Spot gold traded Monday at $1,286.40, up $10.80, or 0.85% on Monday, its highest level since May 9. Gold has gained almost 20% since the start of the year as investors, including billionaire George Soros, snapped up gold funds and bought shares in gold mining companies at the expense of riskier assets.

The gold rally was given extra momentum Monday after Asian stocks fell the most in more than four months, translating to early losses across European market and expectations that U.S. equities will open lower. A leap in the value of the yen to the U.S. dollar also supported gold, which is seen as a hedge against dollar weakness. One greenback bought 106 yen on Monday, a level not seen since late 2014.

Analysts including DoubleLine Capital's Jeffrey Gundlach and ANZ's Daniel Hynes believe that gold could hit $1,400 or higher on expectations that the Fed will roll back interest rate hikes due to global concerns and weaker economic growth at home and if Britain votes to leave the EU in a referendum on June 23.

"If the 'leave campaign' is successful, the expected collapse in the GBP (British pound) and resultant market volatility would likely see investors seek safe haven assets," Hynes noted.

Recent opinion polls suggest that Britain will vote leave the EU, a move that the British Prime Minister David Cameron has warned could trigger recession in the world's fifth-largest economy.

Rising gold prices mean that miners of the precious metal are likely to be among the standout performers on Monday when markets open in the U.S.

Shares in the world's largest gold producer Barrick Gold  (ABX) shares traded at $10.16, up $0.55, or 2.8% in the pre-market, as did Newmont Mining (NEM - Get Report) rose to $36.77, up $0.98, or 2.7%. South Africa's AngloGold Ashanti (AU) climbed to $16.82, up $0.16, or just under 1%, and London-listed Petropavlovsk (PPLKF) traded at 8.2 pence ($11.60), up 0.18 pence, or 2.2%.

Gold miners are benefiting from years of cost cutting, following a sharp decline in gold prices since 2012, which has left them profitable at lower gold prices and in particularly good shape to benefit from any increase in the gold price.

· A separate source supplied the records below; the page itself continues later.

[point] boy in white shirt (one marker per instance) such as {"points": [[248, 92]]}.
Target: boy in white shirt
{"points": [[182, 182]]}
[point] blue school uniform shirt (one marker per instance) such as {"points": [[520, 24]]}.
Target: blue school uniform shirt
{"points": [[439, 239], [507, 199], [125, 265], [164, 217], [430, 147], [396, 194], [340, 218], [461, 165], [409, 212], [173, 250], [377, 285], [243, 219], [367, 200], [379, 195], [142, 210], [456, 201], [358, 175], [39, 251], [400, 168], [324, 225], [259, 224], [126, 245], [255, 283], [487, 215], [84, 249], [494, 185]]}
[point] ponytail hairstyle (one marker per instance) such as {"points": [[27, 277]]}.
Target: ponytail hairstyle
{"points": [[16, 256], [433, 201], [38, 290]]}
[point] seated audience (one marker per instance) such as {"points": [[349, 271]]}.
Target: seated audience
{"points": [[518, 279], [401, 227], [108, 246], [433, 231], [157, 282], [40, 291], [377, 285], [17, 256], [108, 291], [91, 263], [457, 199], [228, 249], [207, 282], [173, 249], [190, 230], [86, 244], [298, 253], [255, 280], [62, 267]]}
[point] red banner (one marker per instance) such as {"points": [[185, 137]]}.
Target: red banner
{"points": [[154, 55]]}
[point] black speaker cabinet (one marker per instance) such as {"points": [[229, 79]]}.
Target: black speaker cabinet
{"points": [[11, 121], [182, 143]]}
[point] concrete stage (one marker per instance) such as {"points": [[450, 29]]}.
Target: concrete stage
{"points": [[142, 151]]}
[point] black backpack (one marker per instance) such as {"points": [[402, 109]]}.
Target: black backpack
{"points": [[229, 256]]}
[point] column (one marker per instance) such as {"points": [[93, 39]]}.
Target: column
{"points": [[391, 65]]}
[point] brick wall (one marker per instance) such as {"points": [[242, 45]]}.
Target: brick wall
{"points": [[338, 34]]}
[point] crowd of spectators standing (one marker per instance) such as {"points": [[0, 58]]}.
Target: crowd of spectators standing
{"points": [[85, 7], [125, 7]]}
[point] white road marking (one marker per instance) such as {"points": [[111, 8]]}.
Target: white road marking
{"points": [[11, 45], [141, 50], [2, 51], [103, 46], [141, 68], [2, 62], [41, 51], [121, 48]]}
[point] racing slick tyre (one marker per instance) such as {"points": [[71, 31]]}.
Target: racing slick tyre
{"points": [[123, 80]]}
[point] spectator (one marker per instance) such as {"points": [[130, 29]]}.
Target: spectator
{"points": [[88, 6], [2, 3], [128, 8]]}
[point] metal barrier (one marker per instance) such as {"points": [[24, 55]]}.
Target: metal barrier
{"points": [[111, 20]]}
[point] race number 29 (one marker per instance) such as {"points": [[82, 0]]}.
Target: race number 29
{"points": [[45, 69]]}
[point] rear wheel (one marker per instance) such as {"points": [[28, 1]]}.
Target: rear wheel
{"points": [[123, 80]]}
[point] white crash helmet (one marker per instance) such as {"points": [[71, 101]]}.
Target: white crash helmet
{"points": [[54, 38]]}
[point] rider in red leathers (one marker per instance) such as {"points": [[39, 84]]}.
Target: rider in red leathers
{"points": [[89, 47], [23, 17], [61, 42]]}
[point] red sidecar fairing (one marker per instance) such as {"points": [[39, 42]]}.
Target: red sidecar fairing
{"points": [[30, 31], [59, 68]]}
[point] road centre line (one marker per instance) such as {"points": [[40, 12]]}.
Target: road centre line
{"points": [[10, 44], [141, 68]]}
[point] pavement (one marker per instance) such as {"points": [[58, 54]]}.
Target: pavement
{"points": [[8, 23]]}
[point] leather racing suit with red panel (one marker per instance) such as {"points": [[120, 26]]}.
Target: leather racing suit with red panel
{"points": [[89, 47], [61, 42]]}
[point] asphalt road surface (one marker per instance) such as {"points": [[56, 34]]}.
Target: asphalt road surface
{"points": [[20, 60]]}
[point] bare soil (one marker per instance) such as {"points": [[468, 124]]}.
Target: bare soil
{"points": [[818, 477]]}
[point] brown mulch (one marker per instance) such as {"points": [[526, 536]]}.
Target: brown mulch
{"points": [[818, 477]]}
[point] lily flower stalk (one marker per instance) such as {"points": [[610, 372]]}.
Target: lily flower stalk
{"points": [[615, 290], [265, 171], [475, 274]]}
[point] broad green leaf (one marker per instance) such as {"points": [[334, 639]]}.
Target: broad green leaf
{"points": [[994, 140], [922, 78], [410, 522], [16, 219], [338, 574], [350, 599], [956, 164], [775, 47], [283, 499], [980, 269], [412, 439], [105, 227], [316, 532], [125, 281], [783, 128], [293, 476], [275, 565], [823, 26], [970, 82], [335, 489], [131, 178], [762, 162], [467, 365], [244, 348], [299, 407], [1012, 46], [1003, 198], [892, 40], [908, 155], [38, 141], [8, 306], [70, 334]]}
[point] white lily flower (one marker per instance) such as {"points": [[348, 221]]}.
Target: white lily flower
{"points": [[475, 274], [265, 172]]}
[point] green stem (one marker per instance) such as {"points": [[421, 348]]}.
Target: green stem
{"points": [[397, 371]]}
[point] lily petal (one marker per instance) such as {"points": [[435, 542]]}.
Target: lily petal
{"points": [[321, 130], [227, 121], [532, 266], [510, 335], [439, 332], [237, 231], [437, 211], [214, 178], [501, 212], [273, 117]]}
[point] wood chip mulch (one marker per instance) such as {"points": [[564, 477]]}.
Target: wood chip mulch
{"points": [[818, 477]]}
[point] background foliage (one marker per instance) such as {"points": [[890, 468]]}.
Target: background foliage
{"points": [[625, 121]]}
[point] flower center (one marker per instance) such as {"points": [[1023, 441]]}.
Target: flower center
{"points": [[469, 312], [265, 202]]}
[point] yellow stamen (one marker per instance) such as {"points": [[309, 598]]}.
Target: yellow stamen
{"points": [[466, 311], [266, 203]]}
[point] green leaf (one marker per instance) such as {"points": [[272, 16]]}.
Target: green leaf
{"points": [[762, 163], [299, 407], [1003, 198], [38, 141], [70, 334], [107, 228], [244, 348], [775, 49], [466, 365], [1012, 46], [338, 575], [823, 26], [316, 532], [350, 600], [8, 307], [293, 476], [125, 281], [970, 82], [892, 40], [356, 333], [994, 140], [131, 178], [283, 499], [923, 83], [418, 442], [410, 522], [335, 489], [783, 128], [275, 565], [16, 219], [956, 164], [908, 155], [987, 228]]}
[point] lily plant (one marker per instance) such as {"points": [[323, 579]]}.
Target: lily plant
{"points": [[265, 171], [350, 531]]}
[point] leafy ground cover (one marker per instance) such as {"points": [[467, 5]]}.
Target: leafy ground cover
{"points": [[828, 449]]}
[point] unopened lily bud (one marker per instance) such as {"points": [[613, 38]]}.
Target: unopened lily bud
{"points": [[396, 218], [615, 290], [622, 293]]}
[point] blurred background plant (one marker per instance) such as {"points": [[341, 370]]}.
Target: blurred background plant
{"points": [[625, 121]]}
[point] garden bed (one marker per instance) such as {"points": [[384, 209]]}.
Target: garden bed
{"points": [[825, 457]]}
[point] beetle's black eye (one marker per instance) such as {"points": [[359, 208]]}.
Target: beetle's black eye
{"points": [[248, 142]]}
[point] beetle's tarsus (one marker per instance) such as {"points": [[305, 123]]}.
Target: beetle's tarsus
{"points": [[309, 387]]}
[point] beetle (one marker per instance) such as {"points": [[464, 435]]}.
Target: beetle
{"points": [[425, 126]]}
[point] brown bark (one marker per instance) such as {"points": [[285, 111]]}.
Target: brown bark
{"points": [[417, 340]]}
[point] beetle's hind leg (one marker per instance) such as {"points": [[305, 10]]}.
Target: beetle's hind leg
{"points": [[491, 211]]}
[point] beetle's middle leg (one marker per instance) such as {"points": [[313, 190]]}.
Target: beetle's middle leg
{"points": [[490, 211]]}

"Headlined by non-core asset divestiture, the majority of gold miners are building a solid track record of disciplined capital allocation," Goldman Sachs analysts wrote last week in a note on Barrick. Goldman has a price target of $23 per share for Barrick, which it believes is the pick of the gold mining companies as it has "the best portfolio of both Brownfield and Greenfield project" and could benefit from further asset sales over the next six months.